According to the Sierra Club's Beyond Coal campaign, "Living near a wet coal ash storage pond is significantly more dangerous than smoking a pack of cigarettes a day, according to a risk assessment done by EPA. . . . The toxins found in coal ash have been linked to organ disease, cancer, respiratory illness, neurological damage and developmental problems. People living with 1 mile of unlined coal ash ponds can have a 1 in 50 risk of cancer -that's more than 2,000 times higher than what EPA considers acceptable."

Previously Unknown Coal Ash Water Contamination Sites

For 28 of the disposal sites, groundwater contamination had never been publicly revealed. "Some of these plants were under the radar, and had never been identified before by EPA or in our earlier reports on ash ponds and landfill," explained Environmental Integrity Project Director Eric Schaeffer in a press release.

Another 42 of the 91 power plants surveyed by EPA disclosed no data, reporting that water monitoring data was unavailable, refusing on the grounds that monitoring data is proprietary information, or simply assuring EPA that there was no contamination. According to EIP, at least one plant that reported no contamination to the federal government has been implicated as the source of pollution in state monitoring efforts.

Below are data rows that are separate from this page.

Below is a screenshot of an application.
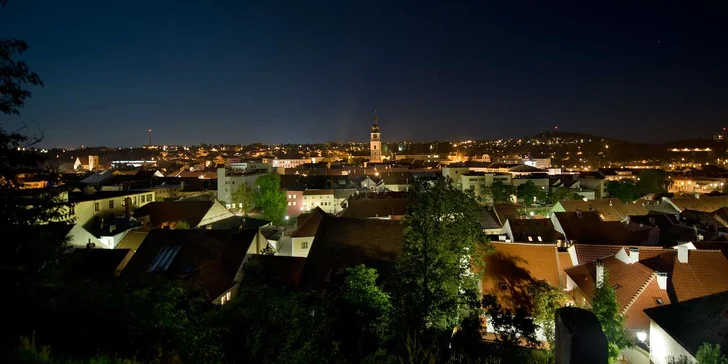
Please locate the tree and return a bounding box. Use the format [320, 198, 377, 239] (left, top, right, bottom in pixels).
[334, 265, 392, 362]
[526, 280, 567, 354]
[516, 181, 546, 206]
[637, 169, 672, 196]
[488, 180, 513, 203]
[232, 184, 255, 214]
[392, 178, 490, 333]
[0, 1, 69, 349]
[549, 186, 584, 204]
[591, 268, 632, 359]
[607, 178, 640, 203]
[255, 173, 286, 225]
[695, 343, 728, 364]
[482, 295, 536, 346]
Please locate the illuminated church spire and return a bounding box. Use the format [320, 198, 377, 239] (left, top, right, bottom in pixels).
[369, 110, 382, 163]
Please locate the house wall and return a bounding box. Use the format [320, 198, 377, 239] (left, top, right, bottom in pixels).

"EPA's Office of Solid Waste is still grinding away on proposed standards for coal ash disposal - more than three years after the TVA spill - but has somehow never found the time to require testing of the groundwater next to coal ash sites, or even to systematically collect the data that is already there. This "see no evil" approach leaves the public at risk, and makes it easier for polluters to duck responsibility for a growing problem," charged Schaeffer.

DeSmogBlog that EIP's report "comes on the heels of a vote in the U.S. House of Representatives on an amendment to the Surface Transportation Act of 2012 that would prohibit the EPA from regulating coal ash." West Virginia Senator Jay Rockefeller is opposing the measure, but only because he's afraid it might derail the transportation bill.